Yes, even the Passion play. The heart of all this, its very quintessence, is the sublime transformation from the Jew as Christ-killer to the Jew as Christ. Indeed, one of the reasons that the play is so long — and goodness, it is an undertaking — is that the latest script goes to such pains to emphasise the Jewishness of the story. After all, as any decent biblical scholar would tell you, The New Testament is largely an account of an internal struggle within first-century Judaism between supporters and opponents of Jesus.

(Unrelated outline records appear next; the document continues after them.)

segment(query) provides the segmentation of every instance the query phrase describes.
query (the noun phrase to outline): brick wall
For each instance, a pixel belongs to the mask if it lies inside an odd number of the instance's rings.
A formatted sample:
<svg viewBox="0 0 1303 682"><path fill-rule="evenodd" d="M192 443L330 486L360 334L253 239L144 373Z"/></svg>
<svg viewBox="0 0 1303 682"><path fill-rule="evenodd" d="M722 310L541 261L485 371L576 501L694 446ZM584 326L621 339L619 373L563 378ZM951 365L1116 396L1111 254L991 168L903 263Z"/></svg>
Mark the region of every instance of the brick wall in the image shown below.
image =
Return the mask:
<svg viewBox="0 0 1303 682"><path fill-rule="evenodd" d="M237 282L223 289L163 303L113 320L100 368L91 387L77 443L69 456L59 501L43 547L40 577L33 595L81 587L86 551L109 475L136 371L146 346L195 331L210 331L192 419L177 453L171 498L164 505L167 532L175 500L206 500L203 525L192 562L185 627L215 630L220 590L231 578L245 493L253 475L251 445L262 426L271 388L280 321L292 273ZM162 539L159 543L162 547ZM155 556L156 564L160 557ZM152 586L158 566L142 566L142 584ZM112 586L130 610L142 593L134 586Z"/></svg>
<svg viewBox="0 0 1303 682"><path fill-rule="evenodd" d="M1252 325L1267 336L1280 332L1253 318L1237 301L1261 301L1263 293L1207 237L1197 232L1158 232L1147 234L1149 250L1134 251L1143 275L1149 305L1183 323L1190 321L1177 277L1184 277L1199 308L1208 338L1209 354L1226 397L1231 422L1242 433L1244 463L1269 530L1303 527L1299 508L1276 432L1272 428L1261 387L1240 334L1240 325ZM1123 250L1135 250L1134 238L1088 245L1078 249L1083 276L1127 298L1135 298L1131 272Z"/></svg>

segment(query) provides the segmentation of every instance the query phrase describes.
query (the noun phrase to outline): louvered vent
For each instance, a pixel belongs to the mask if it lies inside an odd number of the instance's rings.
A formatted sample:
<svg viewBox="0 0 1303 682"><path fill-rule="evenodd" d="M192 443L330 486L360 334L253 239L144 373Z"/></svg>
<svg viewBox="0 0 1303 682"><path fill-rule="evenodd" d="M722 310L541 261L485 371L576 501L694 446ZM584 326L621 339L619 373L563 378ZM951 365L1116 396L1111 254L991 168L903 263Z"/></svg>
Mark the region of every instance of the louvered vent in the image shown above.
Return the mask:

So in the modern play, the Temple merchants whom Jesus whips are hardly mentioned, Jesus Himself is constantly described as a rabbi, the Sanhedrin divide loudly and almost violently over whether they should accept this new Messiah, the Jewish crowd that condemns Jesus also contains many of His faithful followers, and the menorahs are large, numerous, and unavoidable. It’s easy to be cynical about all this but that’s unfair. More importantly, it’s just inaccurate. This reformed approach, this washed relationship, isn’t some overnight politically correct spasm but the result of years of self-questioning and honesty.
The producers and organisers of the play began to approach Jewish organisations for advice several decades ago, and in the contemporary rendering there is one especially poignant moment when the actor playing Jesus recites the first verses of the Shema in Hebrew. This is the central prayer of Judaism — “Hear, O Israel, the Lord our God, the Lord is One” — and when spoken by a young German actor in a Bavarian town that once boasted a large Nazi party membership it is like spiritual lightning. These are words that were spoken by millions of Jews before they were murdered in the Shoah; they now echo in the German night and are listened to with a tearful respect by everybody on the stage and, it seemed to me, all in the audience. The history and evolution of a relationship between Jew and German crystallised in a single moment. I wept.
So the modern liturgical dance that is the Oberammergau Passion play will not be seen for two years. It’s a shame but in the long run it doesn’t really matter. The drama divine, the drama human, remains a living symbol of hope and reconciliation, not a dry litany of past wrongs, and while coronavirus may have imposed a hiatus it cannot stop the message.